Falando em Mestre (o bebedor de homens!), sua feição é obviamente inspirada na figura do Nosferatu de Murnau, mas acaba sendo o ponto fraco da série com relação aos efeitos especiais, uma vez que ele foi todo gerado em computador e, sabe como é, orçamento de série de TV... Sua primeira aparição deveria causar um frisson, já que sempre víamos o monstro gigante embaixo de um manto com capuz, mas acaba criando um puta anticlímax, mas que no frigir dos ovos a gente até releva. Diferente dos demais vampiros que contam com ótima maquiagem. Doug Jones, que sempre fez personagens com movimentos capturados para os filmes de Del Toro (Abe Sapien em Hellboy e o Fauno em O Labirinto do Fauno, e ainda no campo nerd, o Surfista Prateado naquela sequência aberração de O Quarteto Fantástico) também faz uma ponta como um dos vampiros, hã, do bem, e um dos melhores elementos surpresa da série (a reação à sua aparição no final do episódio For Services Rendered é nada menos que chocante).
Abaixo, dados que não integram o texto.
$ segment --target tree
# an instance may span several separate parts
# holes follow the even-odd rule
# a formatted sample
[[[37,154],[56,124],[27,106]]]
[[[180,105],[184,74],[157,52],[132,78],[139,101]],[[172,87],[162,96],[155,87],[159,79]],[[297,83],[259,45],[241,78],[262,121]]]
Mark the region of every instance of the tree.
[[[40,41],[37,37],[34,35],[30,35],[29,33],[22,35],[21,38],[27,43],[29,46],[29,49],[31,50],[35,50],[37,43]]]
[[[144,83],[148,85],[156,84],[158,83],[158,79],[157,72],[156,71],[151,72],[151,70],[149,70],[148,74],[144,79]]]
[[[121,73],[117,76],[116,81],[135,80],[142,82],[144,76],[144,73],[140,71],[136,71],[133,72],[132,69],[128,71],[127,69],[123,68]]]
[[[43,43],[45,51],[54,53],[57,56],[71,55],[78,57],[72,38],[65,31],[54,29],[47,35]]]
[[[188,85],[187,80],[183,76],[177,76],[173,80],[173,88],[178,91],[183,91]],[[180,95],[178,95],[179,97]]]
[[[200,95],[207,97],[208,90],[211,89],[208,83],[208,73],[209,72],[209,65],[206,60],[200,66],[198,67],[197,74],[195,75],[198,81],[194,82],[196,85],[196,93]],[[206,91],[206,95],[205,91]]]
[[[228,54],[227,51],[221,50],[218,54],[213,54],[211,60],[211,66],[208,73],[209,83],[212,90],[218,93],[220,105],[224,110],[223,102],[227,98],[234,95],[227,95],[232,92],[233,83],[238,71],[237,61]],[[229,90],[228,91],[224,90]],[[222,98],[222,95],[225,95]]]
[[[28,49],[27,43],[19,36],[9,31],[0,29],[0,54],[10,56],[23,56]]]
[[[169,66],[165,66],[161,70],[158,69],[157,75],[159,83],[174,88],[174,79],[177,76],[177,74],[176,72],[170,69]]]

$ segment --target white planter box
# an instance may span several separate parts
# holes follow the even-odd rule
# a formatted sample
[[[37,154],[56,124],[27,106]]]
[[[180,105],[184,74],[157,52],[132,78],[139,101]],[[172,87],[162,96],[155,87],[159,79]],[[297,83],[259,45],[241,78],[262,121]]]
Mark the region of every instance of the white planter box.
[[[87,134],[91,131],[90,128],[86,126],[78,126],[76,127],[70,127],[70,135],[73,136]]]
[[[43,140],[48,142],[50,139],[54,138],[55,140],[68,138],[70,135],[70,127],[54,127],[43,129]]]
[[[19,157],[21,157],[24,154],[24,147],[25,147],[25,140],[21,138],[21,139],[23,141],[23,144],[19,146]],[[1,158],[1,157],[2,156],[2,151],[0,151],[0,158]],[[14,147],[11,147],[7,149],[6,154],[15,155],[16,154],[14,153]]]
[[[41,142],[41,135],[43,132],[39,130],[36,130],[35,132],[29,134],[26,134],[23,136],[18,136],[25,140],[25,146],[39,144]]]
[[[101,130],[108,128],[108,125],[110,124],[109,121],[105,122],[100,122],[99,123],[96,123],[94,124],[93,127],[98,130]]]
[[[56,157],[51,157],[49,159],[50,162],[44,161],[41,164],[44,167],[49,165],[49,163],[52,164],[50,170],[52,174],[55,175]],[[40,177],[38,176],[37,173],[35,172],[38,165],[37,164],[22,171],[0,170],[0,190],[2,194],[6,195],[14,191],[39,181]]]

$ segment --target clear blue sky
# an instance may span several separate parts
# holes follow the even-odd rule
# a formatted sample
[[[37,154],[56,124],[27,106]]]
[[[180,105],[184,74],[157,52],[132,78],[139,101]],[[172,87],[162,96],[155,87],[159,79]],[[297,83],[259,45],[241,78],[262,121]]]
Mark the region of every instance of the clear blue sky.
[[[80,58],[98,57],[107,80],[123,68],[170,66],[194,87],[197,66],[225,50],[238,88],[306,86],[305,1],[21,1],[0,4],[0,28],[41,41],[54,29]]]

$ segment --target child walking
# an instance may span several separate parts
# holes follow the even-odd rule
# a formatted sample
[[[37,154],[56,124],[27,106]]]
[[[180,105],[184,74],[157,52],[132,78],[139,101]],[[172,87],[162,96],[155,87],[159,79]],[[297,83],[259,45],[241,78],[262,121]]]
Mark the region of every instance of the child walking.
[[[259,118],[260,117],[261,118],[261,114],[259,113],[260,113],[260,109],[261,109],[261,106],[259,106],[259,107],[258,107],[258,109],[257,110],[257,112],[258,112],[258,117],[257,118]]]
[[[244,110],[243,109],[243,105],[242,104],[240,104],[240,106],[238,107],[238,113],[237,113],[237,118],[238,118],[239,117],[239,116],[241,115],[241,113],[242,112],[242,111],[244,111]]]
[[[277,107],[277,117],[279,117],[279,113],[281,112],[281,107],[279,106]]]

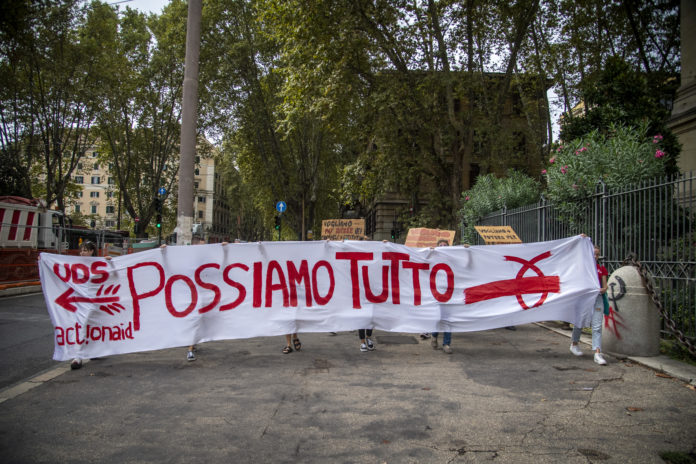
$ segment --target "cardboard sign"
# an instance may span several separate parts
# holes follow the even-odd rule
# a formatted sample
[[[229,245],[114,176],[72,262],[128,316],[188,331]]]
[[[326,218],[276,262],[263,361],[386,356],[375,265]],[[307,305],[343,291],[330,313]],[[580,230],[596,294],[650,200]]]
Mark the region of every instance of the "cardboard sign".
[[[364,219],[325,219],[321,221],[322,240],[364,240]]]
[[[474,226],[486,245],[522,243],[511,226]]]
[[[406,243],[404,243],[404,245],[416,248],[435,247],[437,246],[437,242],[441,239],[447,240],[447,244],[451,246],[452,243],[454,243],[454,231],[419,227],[416,229],[408,229],[408,235],[406,236]]]

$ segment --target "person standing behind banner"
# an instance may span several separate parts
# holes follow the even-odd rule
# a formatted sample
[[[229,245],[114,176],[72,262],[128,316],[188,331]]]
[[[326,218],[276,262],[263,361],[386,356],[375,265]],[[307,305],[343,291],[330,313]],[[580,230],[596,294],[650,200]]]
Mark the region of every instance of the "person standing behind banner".
[[[600,249],[597,245],[594,247],[595,262],[597,264],[597,278],[599,279],[599,294],[595,298],[592,312],[586,314],[584,320],[580,324],[573,326],[573,335],[571,337],[570,352],[575,356],[582,356],[582,350],[578,346],[582,327],[587,327],[588,323],[592,327],[592,349],[594,350],[594,362],[600,366],[606,365],[607,361],[602,356],[602,323],[604,322],[604,293],[607,291],[607,277],[609,272],[607,268],[599,264]]]
[[[449,241],[447,239],[441,238],[437,241],[437,246],[449,246]],[[465,246],[468,247],[468,245]],[[452,332],[443,333],[444,335],[442,336],[442,351],[446,354],[452,354]],[[433,332],[431,335],[432,339],[430,340],[430,346],[432,346],[434,350],[437,350],[439,348],[437,345],[437,336],[440,335],[440,332]]]
[[[198,235],[194,235],[191,240],[191,245],[205,245],[207,242],[203,237],[200,237]],[[221,245],[227,245],[228,242],[222,242]],[[164,249],[166,248],[167,245],[160,245],[160,248]],[[196,345],[189,345],[188,350],[186,350],[186,360],[187,361],[195,361],[196,360]]]
[[[372,337],[372,329],[358,329],[358,338],[360,339],[360,351],[374,351],[375,344],[372,342],[372,339],[370,337]]]
[[[80,256],[96,256],[97,255],[97,246],[92,242],[91,240],[85,240],[82,242],[80,245]],[[105,256],[104,259],[111,259],[111,256]],[[72,360],[70,363],[70,369],[75,370],[75,369],[80,369],[82,367],[82,361],[83,359],[81,358],[75,358]]]

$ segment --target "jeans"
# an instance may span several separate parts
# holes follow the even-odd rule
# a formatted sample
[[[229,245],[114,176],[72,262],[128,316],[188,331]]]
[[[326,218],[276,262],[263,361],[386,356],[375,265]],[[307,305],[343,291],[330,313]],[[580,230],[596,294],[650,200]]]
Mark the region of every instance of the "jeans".
[[[443,345],[451,345],[452,344],[452,332],[442,332],[444,335],[442,336],[442,344]],[[433,332],[432,336],[433,338],[437,338],[437,336],[440,334],[440,332]]]
[[[592,351],[602,351],[602,323],[604,322],[604,303],[602,295],[595,300],[594,309],[592,310]],[[580,341],[580,333],[582,327],[573,326],[573,335],[571,340],[573,343]]]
Em seu último episódio, já adiantando trechos do segundo livro, The Strain consegue amarrar as pontas soltas da primeira temporada e, como boa série que se preze, deixa novas abertas para a temporada vindoura, uma vez que certezas foram dissolvidas, nossos heróis se mostraram falhos, novas alianças foram construídas, e a expectativa de que o futuro da humanidade está fadado a dias (e noites) terríveis está escancarada. Apesar de algumas mudanças pontuais com relação à publicação e comidas de bolas em outros, mantém-se bastante fiel e o que é alterado torna-se positivo para a dinâmica e o seu desenrolar.
O que está por vir é uma boa oportunidade de explorar a entrada no campo místico e religioso em detrimento do tom científico abordado até então (que começa a se desenhar nas sequências envolvendo Gus neste último episódio), a origem do Mestre (até abordando a história de seu hospedeiro atual, Jusef Sardu, um romeno do século XIX portador de gigantismo que ainda não foi contada) e dos vampiros anciões que surgem se preparando para acordar de um longo sono e entrar de cabeça em uma guerra secreta que começará a se travar. Também espero que todos os envolvidos consigam consertar algumas grandes bobagens do último livro (quem leu sabe do que estou falando) e que não façam os fãs torcerem o nariz (aqueles que ainda têm o nariz e não perderam depois de sua mutação vampiresca).